Anonymous priest, in southern France, c. 1384

Pintoin isn’t done describing the atrocities committed by the Tuchins, and he’s also not done explaining why diplomatic immunity is a very good invention:

On another day, they stopped a priest on his way to the papal curia in Rome, and out of hatred and distrust for his ecclesiastical dignity, they cut off the ends of his fingers, peeled the skin from his body with shears, and then burnt him alive. 

Dancers at the Bal des Ardents, 1393

The Bal des Ardents depicted in a 15th-century miniature from Froissart’s Chronicles.

A proper medieval feast had more to do with the pageant than the food, and the wedding reception the Queen of France threw for one of her ladies-in-waiting was no exception. Royal adviser Hugh of Guisay had the bright idea to stage the traditional mocking/celebrating of a remarriage by having performers dance around wildly dressed as uncivilized, oversexed “savages.” He had the even more incendiary notion that King Charles VI should be among them. The dancers donned (or were sewn into) full-length cloth suits dipped in resin or tar to which a shaggy outer layer was adhered, making them appear as monsters or beasts. Although both contemporary and later accounts offer slightly different takes on the reason for subsequent events, they all agree that the Duke of Orleans had a torch, the torch got a bit too close to one of the dancers—and their costumes, with them inside, blazed up in a roaring inferno. The king survived when a quick-thinking duchess threw her skirts over him to staunch out the oxygen flow; another dancer flung himself into the nearest source of liquid—a barrel of wine. The other four men burned gruesomely to death in full view of everyone at the party.

Victims of the Jacquerie, France, 1358

As noted above, it sometimes seem like there is little that stirs the passions of elite chroniclers more than cataloguing the atrocities committed by those horrible, uncivilized, subhuman peasants (it’s always peasants in the sources, even when historically it wasn’t). So when Jean le Bel writes, “I would not dare write or tell of their atrocious deeds or of the indecorous things they did to ladies,” you know it is time to steel your stomach and your heart. Because of course he continues:


Among other indecent acts, they killed a knight, put him on a spit, and roasted him with his wife and children looking on. After ten or twelve of them raped the lady, they wished to force feed them the roasted flesh of their father and husband.

Real or rumour, by including then transcending even sexual violence to force their victims into the ultimate taboo of cannibalism, descriptions of unfathomable violent acts like this one portray the perpetrators as irredeemable savages.
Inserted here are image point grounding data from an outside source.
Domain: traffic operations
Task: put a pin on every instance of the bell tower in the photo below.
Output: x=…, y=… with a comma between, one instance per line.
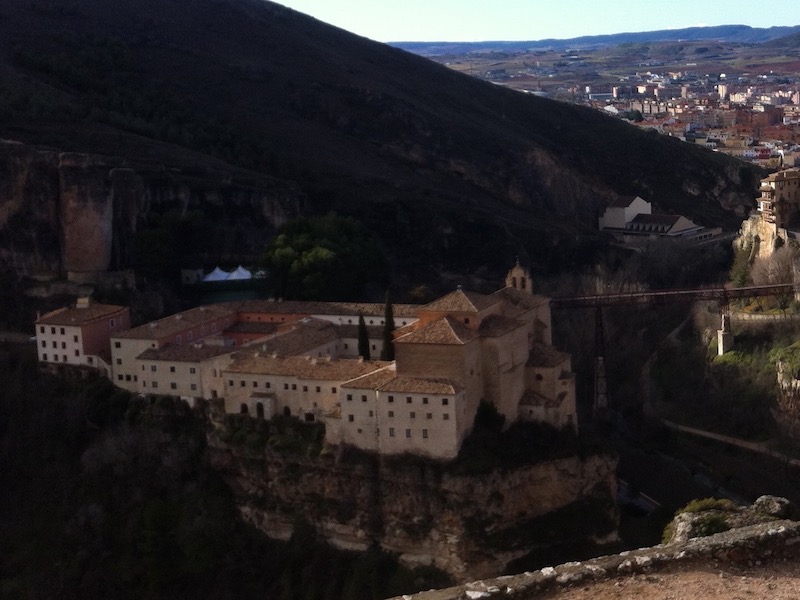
x=519, y=278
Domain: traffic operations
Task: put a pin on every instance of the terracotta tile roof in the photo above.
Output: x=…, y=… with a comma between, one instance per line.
x=531, y=398
x=351, y=331
x=460, y=301
x=419, y=385
x=252, y=327
x=303, y=366
x=623, y=202
x=79, y=316
x=179, y=322
x=304, y=336
x=368, y=309
x=374, y=380
x=446, y=330
x=185, y=352
x=497, y=325
x=546, y=356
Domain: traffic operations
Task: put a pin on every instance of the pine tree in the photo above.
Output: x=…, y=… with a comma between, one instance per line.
x=363, y=338
x=387, y=352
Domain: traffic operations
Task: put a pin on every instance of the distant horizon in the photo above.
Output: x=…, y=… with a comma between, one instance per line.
x=469, y=21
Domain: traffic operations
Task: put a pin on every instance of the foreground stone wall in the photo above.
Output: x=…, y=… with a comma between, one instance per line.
x=746, y=546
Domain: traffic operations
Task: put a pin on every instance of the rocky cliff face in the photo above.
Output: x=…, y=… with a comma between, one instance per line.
x=467, y=525
x=76, y=215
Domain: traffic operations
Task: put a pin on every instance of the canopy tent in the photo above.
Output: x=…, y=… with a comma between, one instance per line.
x=240, y=273
x=216, y=275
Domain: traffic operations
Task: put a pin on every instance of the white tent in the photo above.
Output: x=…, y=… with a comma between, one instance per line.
x=240, y=273
x=216, y=275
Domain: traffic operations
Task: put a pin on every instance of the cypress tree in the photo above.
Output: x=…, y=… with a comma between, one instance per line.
x=363, y=338
x=387, y=352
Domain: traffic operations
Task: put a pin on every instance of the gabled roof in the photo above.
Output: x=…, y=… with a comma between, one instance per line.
x=546, y=356
x=623, y=202
x=460, y=301
x=446, y=330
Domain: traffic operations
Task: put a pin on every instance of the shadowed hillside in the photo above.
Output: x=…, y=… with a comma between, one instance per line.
x=451, y=172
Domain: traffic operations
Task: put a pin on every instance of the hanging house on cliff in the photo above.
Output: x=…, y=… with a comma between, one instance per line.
x=777, y=217
x=265, y=358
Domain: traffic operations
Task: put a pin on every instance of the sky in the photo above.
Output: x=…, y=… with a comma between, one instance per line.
x=527, y=20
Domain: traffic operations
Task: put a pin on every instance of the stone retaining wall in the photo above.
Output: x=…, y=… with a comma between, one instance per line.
x=746, y=546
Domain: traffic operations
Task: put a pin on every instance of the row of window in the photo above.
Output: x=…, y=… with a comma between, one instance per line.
x=411, y=415
x=408, y=433
x=154, y=368
x=409, y=399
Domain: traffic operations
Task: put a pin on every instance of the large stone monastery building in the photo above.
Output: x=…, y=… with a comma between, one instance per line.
x=264, y=358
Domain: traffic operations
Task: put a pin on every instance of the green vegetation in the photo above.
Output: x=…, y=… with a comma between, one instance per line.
x=106, y=495
x=712, y=522
x=288, y=435
x=324, y=258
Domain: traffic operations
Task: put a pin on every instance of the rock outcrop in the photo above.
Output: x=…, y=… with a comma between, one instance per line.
x=76, y=215
x=467, y=525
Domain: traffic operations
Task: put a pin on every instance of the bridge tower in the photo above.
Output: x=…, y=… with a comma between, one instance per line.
x=600, y=405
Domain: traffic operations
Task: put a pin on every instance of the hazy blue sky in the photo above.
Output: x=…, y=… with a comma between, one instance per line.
x=482, y=20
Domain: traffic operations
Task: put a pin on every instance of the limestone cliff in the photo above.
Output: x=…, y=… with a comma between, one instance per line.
x=467, y=525
x=76, y=214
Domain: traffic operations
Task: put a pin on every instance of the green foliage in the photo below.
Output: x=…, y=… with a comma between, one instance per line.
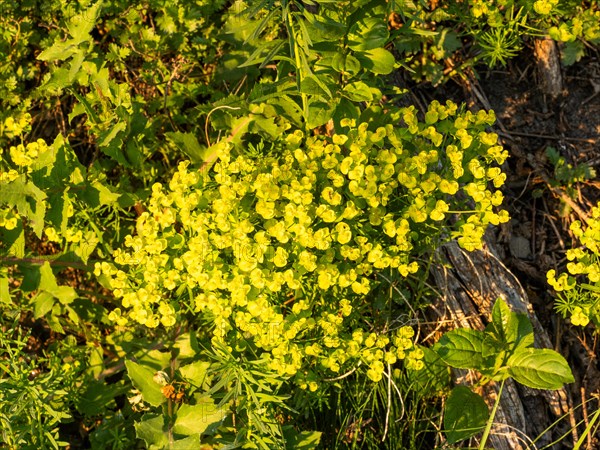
x=215, y=215
x=503, y=350
x=578, y=288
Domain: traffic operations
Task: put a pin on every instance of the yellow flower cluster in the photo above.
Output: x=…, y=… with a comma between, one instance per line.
x=544, y=7
x=13, y=127
x=583, y=262
x=281, y=252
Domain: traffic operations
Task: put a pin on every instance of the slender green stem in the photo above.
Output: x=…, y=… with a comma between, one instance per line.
x=488, y=427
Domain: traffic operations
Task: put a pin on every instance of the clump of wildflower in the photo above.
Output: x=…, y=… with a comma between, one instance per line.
x=579, y=286
x=281, y=252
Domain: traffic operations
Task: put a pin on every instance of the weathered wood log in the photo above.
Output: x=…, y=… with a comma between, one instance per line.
x=470, y=283
x=548, y=64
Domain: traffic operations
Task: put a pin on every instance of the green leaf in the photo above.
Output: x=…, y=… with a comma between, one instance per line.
x=4, y=292
x=42, y=304
x=367, y=34
x=82, y=24
x=345, y=64
x=312, y=85
x=572, y=52
x=187, y=443
x=97, y=396
x=377, y=60
x=142, y=379
x=465, y=414
x=151, y=430
x=433, y=377
x=540, y=368
x=85, y=248
x=358, y=91
x=188, y=144
x=195, y=419
x=64, y=294
x=47, y=278
x=511, y=330
x=305, y=440
x=461, y=348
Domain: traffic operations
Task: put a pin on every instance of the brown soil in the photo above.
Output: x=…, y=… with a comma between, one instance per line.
x=541, y=207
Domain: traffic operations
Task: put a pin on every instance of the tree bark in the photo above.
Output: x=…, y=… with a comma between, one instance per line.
x=548, y=63
x=470, y=283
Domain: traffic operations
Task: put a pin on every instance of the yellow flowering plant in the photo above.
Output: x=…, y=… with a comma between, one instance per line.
x=278, y=255
x=578, y=288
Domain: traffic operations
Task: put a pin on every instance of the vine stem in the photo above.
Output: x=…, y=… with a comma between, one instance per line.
x=488, y=427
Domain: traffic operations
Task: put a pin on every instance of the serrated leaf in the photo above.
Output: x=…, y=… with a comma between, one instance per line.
x=311, y=85
x=151, y=430
x=142, y=379
x=369, y=33
x=345, y=64
x=59, y=51
x=64, y=294
x=572, y=52
x=358, y=91
x=83, y=23
x=465, y=414
x=195, y=419
x=196, y=373
x=377, y=60
x=42, y=304
x=47, y=278
x=540, y=368
x=461, y=348
x=511, y=330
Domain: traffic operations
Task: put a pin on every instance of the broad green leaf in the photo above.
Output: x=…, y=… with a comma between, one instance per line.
x=377, y=60
x=572, y=52
x=64, y=294
x=47, y=278
x=187, y=443
x=59, y=51
x=311, y=85
x=98, y=395
x=461, y=348
x=358, y=91
x=151, y=430
x=142, y=379
x=369, y=33
x=504, y=322
x=195, y=419
x=432, y=378
x=345, y=64
x=511, y=329
x=83, y=23
x=540, y=368
x=465, y=414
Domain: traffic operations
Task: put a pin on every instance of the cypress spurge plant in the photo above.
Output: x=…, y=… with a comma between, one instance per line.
x=503, y=350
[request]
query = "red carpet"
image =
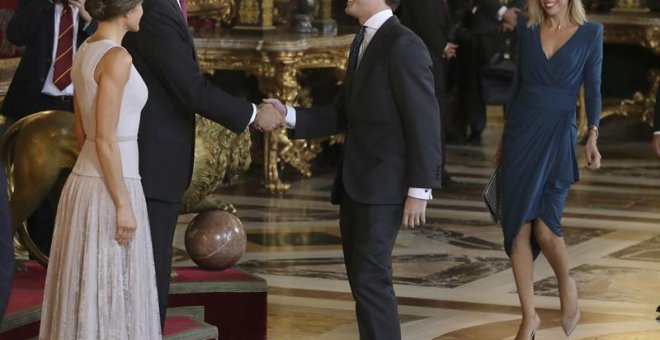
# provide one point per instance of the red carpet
(234, 301)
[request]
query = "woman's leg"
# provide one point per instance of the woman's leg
(522, 263)
(554, 249)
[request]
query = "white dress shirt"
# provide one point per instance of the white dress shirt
(372, 25)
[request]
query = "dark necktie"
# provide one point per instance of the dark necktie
(64, 53)
(184, 9)
(355, 49)
(448, 11)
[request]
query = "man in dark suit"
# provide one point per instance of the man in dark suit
(489, 18)
(36, 25)
(6, 246)
(164, 54)
(391, 156)
(655, 143)
(431, 21)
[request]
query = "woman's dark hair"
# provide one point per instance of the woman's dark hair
(102, 10)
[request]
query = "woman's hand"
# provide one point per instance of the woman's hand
(593, 156)
(126, 225)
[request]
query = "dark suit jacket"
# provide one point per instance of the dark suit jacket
(6, 246)
(390, 115)
(485, 18)
(164, 54)
(33, 26)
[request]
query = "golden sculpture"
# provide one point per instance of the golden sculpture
(39, 151)
(224, 11)
(276, 60)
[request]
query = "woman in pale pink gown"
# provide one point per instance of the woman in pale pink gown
(101, 282)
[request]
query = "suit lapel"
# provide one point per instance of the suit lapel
(358, 79)
(50, 28)
(183, 23)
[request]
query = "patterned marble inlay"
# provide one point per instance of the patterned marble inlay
(454, 238)
(294, 239)
(441, 270)
(253, 213)
(574, 236)
(645, 251)
(609, 283)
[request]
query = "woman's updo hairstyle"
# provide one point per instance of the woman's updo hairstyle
(102, 10)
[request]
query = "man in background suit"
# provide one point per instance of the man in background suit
(489, 18)
(36, 26)
(164, 54)
(431, 21)
(6, 246)
(655, 143)
(391, 156)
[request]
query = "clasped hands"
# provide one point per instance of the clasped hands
(270, 116)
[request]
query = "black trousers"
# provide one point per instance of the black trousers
(368, 233)
(439, 82)
(162, 220)
(6, 246)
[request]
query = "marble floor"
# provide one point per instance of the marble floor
(452, 277)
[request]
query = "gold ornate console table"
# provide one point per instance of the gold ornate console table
(276, 59)
(635, 29)
(641, 29)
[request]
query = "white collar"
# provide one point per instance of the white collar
(378, 19)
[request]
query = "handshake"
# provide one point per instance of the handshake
(270, 115)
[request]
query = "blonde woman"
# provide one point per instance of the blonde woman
(559, 51)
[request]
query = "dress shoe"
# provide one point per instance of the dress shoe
(474, 139)
(568, 323)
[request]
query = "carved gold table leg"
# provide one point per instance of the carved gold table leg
(279, 82)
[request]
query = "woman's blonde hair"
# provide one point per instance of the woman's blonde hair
(536, 14)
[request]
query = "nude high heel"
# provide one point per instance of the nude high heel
(568, 324)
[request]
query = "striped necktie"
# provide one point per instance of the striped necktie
(64, 53)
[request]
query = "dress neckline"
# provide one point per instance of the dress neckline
(540, 42)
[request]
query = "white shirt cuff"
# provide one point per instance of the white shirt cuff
(500, 13)
(420, 193)
(290, 118)
(254, 115)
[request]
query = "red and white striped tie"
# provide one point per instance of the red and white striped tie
(64, 54)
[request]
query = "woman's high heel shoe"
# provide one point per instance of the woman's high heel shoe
(568, 323)
(537, 321)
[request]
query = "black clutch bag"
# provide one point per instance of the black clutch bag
(493, 196)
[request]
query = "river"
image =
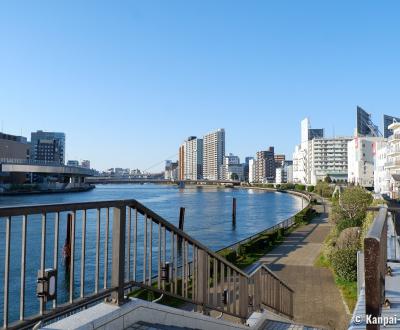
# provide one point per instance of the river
(207, 219)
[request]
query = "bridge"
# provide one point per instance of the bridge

And medieval people often considered the symbolism of violence very, very carefully in order to make it serve a larger purpose. Such as:

György Szerémi Dózsa of Hungary, 1514

Contemporary woodcut of Dózsa’s execution

The bevy of textual and woodcut sources documenting Dózsa’s execution make it Example A of “anything a fiction author can come up with, history has already done it worse at least once.” For leading a crusade/rebellion that ultimately failed, Dózsa received a sentence that unites all the means and meanings of inflicted violence we’ve seen so far. To mock him as a “peasant king”, he was tied onto an iron “throne” that was slowly (slowly) heated. A red-hot iron crown was forced on his head and a burning scepter shoved into one hand. Dózsa endured this for over an hour—and that wasn’t even the worst part.

In the middle of a veritable party atmosphere, with musicians playing and hymns of praise being sung around them, a group of Dózsa’s followers were let loose on the wounded, dying man. Let loose, that is, to eat him. On penalty of their own immediate executions, they had to rip out Dózsa’s flesh with their own teeth.

Medieval Warfare magazine

Ultimately, Dózsa’s corpse was quartered as a final indignity. The pieces were dispatched to different parts of Hungary to be displayed to the public as a bloody, graphic warning. Even beyond the subhumanity of forced cannibalism by the other defeated rebels, the rending of the flesh and its consumption completes the inverted Passion of Dózsa’s death. Whereas Christ stormed into the hellmouth to defeat Satan, in 1514 Hungary, the mouths of hell closed around the failed crusader forever.